Did we like it?
Too superficial to act as a spoof cultural travelogue, too witless to be a comedy – a truly awful waste of the talents of Leigh Francis.
What was good about it?
• Nice views of the Grand Canyon.
What was bad about it?
• Olivia Lee, the second most repellent of the odious rogues’ gallery of Balls of Steel after Mark Dolan, who had a cameo in the prologue.
• It appears to be a feeble cash-in of the Borat school of comedy, but is bereft of intelligence, humour and any sense of social comment that made Borat funny (although whenever Borat played to an audience who were in on the joke, such as at the MTV Europe Awards, that creation was as similarly impotent as Keith Lemon was here).
• There was no abrasiveness to Lemon’s encounters, he acted too stupidly for any of his oblivious guests to take him seriously so the Chippendales simply chuckled at his inept dancing, while a pretty female ranch hand looked both bemused and bored at Lemon’s extravagant chat-up lines.
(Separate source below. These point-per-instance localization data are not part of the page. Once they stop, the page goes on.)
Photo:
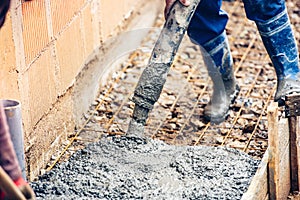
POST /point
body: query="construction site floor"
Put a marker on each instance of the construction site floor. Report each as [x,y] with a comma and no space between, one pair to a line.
[177,116]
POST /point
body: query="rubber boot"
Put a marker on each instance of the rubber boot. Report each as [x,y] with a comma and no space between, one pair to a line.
[219,63]
[280,43]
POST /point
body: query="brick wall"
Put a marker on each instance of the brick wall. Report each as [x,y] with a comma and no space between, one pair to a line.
[44,45]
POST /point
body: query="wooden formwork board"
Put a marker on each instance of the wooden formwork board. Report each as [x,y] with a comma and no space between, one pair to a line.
[272,179]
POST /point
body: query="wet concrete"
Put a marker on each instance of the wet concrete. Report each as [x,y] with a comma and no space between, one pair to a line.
[142,168]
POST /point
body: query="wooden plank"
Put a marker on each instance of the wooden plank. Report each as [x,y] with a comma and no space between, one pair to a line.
[272,179]
[273,147]
[258,188]
[292,106]
[284,161]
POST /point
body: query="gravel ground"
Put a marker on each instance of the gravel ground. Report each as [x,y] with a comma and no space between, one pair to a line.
[138,168]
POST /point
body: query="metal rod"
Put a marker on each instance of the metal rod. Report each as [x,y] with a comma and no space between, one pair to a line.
[154,76]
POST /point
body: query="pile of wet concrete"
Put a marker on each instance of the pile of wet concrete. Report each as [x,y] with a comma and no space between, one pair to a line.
[120,167]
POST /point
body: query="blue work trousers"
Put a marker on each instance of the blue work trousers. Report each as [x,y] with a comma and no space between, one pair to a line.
[209,20]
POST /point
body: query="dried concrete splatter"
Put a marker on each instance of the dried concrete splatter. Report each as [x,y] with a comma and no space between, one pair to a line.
[141,168]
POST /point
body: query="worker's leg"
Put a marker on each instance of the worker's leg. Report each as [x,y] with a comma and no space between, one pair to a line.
[273,23]
[208,22]
[207,29]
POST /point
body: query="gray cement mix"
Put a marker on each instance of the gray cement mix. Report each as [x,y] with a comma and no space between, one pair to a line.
[132,167]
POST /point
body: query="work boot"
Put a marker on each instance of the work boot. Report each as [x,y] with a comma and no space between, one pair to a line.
[219,63]
[280,43]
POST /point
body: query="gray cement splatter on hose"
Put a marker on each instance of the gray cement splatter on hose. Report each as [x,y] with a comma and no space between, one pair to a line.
[138,168]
• Francis seemed to gauge if something was funny if perennial Bo Selecta guest Mel B laughed at his antics. Leaving aside the fact that Mel B forsook her humanity the moment Wannabe stormed the charts like the Black Death stalking the pestilent streets of Whitechapel, the sight of Keith charmlessly coaxing her into his bedroom was rancid television for its utter absence of originality.
• The places and people Lemon visits are all too brief to able to set up a gag, and so no sooner have we arrived at the Grand Canyon then we’re whisked away to a ranch, and then on to a ‘risque’ festival where repressed Americans live out their repressed teenage dreams with wet T-shirt catwalking and genital beauty contests – this more than anything else in the first episode offered a teeming reservoir of untapped comedy potential but Lemon/ Francis was satisfied to make some limp quips in a bull testicle-eating competition.
• The utterly pointless interlude when Lemon came back to Leeds to discuss Mel C’s ‘pregnancy’ with their child. Amateurish and conceited enough to believe that the presence of a celebrity – no matter how desiccated with obsolescence – will be a satisfactory (and that is the loftiest peak anything in this show aimed for) sketch.
• The absolute paucity of material that was even just rubbish became apparent in the frequency of hurried filler such as when Lemon is spooked by someone pottering about outside his motel room only to discover – without ever there being an ounce of tension or comedy – that it’s his cameraman.